Montmartre, Paris by Jan Sluijters
Scroll to zoom, click for slideshow

Montmartre, Paris 1906

Jan Sluijters

Oil paintPaint
53 ⨯ 36 cm
ConditionExcellent
Currently unavailable via Gallerease

  • About the artwork
    Oil on canvas, signed and dated (‘06) lower left. Lower right 'Paris'

    The work of Jan Sluijters is esteemed of great importance for Dutch Art History. He played a pioneering role in the avant-garde movement of which Piet Mondriaan and Leo Gestel were also a part. In 1904 Sluijters won the Prix de Rome. This government subsidy gave him the opportunity to study for four years abroad, beginning in Rome. Here Sluijters studied the classics, but after some time he felt the need to broaden his horizons. He travelled to Spain and finally ended up in Paris in 1906, just in time to visit the most important exhibition of the year, the Salon des Independants.

    The vibrant artistic environment of Paris in those days gave Sluijters the inspiration that he was looking for. The Fauves started to become popular, the first general exhibition was organised with works by Van Gogh and Kees van Dongen, who had his first solo exhibition. All these influences and contacts are reflected in this painting by Sluijters depicting the artists' quarter of Montmartre.

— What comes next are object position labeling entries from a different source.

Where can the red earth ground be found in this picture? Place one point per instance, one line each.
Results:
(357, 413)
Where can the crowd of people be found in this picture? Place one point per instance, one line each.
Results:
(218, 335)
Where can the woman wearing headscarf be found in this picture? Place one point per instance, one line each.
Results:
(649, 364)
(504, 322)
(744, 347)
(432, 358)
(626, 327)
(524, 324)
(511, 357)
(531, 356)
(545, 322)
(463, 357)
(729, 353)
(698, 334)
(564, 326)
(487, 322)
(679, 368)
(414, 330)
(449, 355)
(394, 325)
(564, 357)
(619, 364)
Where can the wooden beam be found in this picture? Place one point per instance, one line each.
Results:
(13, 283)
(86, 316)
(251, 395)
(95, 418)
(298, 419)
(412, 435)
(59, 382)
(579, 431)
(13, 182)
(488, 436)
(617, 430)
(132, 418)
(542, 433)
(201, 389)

    Lit: This painting is included in the catalog raisonné of the artist by the National Institute for Art History (RKD) in The Hague: Jacqueline de Raad, Annemiek Rens, Ton Geerts: 'Jan Sluijters: Het geschilderde oeuvre', RKD Monographs 2014

    Provenance: Kunsthandel M. L. de Boer, Amsterdam, no. 9833, 1972
  • About the artist

    Jan Sluijters was born in Den Bosch in 1881. He was the son of Gijsbertus Antonius Sluijters.
    Jan Sluijters himself had three children called Jan Sluijters (jr.), Lous Sluijters and Eliza Sluijters together with M.F. van Cooten. His son-in-laws were Jacob Kuijper and Kuno Brinks. His paintings feature nude studies, portraits, landscapes, and still lifes.

    Jan Sluijters, together with Piet Mondriaan and Leo Gestel, stands out as one of the truly pioneering Dutch modern artists. In his early years, Sluijters experimented with many different styles. After his visits to Paris his style became more expressive and belonged more to Cubism and Futurism.
    A particularly important part of his oeuvre are his luministic landscapes dating from his early period. After his expressionistic period in the small village of Staphorst in 1916, Sluijters began painting realistic portraits and nudes.

    A number of streets are named after him in the Netherlands, including one in the neighborhood of streets named after 19th and 20th century Dutch painters in Overtoomse Veld-Noord, Amsterdam. Jan Sluijters died in Amsterdam in 1957.